The Congressional Budget Office on Monday weighed in with its own assessment of the Raise the Wage Act, the vehicle in Congress for Biden’s proposal. The CBO found that 17 million workers, or 10% of the projected labor force, would get higher pay. The cumulative pay of directly and potentially affected workers would increase, on net, by $333 billion. Meanwhile, the number of people in poverty would be reduced by 900,000 by 2025. But another 1.4 million workers, just under 1%, would lose their jobs, with about half dropping out of the labor force by 2025, the CBO said — backing the economists concerned about possible job loss.
The reduction in employment would slightly reduce the nation’s gross domestic product, the CBO concluded, but there is uncertainty in the projections. There is a 33% chance the impact on jobs was between zero and 1 million workers — and a 33% chance the job loss would be between 1 million and 2.7 million workers.
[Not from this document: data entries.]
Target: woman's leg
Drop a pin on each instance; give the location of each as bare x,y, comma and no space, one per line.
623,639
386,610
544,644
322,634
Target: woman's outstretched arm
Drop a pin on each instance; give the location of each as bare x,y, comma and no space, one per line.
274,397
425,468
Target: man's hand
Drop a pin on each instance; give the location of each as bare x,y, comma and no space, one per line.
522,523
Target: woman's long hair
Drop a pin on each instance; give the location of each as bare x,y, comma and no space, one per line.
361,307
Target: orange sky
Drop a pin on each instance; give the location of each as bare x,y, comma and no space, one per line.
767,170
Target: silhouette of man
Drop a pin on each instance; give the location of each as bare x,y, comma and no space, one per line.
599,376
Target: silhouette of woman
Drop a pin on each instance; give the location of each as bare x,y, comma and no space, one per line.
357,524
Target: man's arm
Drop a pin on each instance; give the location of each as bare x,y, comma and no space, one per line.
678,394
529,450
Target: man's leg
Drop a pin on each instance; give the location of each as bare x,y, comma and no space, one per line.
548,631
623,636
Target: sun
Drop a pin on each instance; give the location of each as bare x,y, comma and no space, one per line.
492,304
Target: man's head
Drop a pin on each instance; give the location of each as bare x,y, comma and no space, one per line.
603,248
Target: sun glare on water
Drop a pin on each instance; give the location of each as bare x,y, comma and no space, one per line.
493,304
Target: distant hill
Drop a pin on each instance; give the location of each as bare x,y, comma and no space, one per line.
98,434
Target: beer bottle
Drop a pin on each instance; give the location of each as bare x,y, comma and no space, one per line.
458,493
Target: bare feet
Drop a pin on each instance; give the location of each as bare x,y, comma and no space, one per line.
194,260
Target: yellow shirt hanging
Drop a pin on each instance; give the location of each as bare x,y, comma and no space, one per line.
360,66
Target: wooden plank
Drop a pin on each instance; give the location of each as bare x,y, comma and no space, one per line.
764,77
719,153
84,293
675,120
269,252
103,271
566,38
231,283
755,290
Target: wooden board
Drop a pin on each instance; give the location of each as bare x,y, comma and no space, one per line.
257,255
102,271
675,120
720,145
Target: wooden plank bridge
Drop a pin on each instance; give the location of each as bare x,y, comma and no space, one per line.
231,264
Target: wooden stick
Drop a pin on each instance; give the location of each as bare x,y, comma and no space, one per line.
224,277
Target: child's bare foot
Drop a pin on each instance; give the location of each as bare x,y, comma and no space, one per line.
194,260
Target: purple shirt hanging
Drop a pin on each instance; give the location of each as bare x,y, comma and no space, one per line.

“Higher wages would increase the cost to employers of producing goods and services,” the CBO said. “Employers would pass some of those increased costs on to consumers in the form of higher prices, and those higher prices, in turn, would lead consumers to purchase fewer goods and services. Employers would consequently produce fewer goods and services, and as a result, they would tend to reduce their employment of workers at all wage levels.”
A White House official responded to our queries with a blizzard of reports from the left-leaning side of the debate, which broadly argued that concerns about job losses from a wage hike are overblown and that a higher minimum wage will benefit the economy and U.S. workers. The official emphasized that Biden wasn’t referring to “all” economists or economic data, but making a general point about what the administration views as an increasing consensus about the positive impacts of minimum-wage hikes.
Two Pinocchios
There’s often a tendency by politicians to oversell their policy proposals. Biden suggested there was universal consensus on the impact of a minimum-wage hike, with virtually no downside, resulting in a booming economy. Apparently that was not his intention, but it certainly sounded like that.
There is one side of the economic academy that might support such a bullish view, but there are other economists who dispute it strenuously — and who say their views are confirmed in scores of economic studies during the past 30 years.
Within the context of the U.S. economy, higher wages for 10% of U.S. workers while 1% lose their jobs might be considered an acceptable trade-off, especially if the number of working Americans in poverty is also reduced. But Biden should acknowledge that a rising tide may not lift all boats. Two Pinocchios.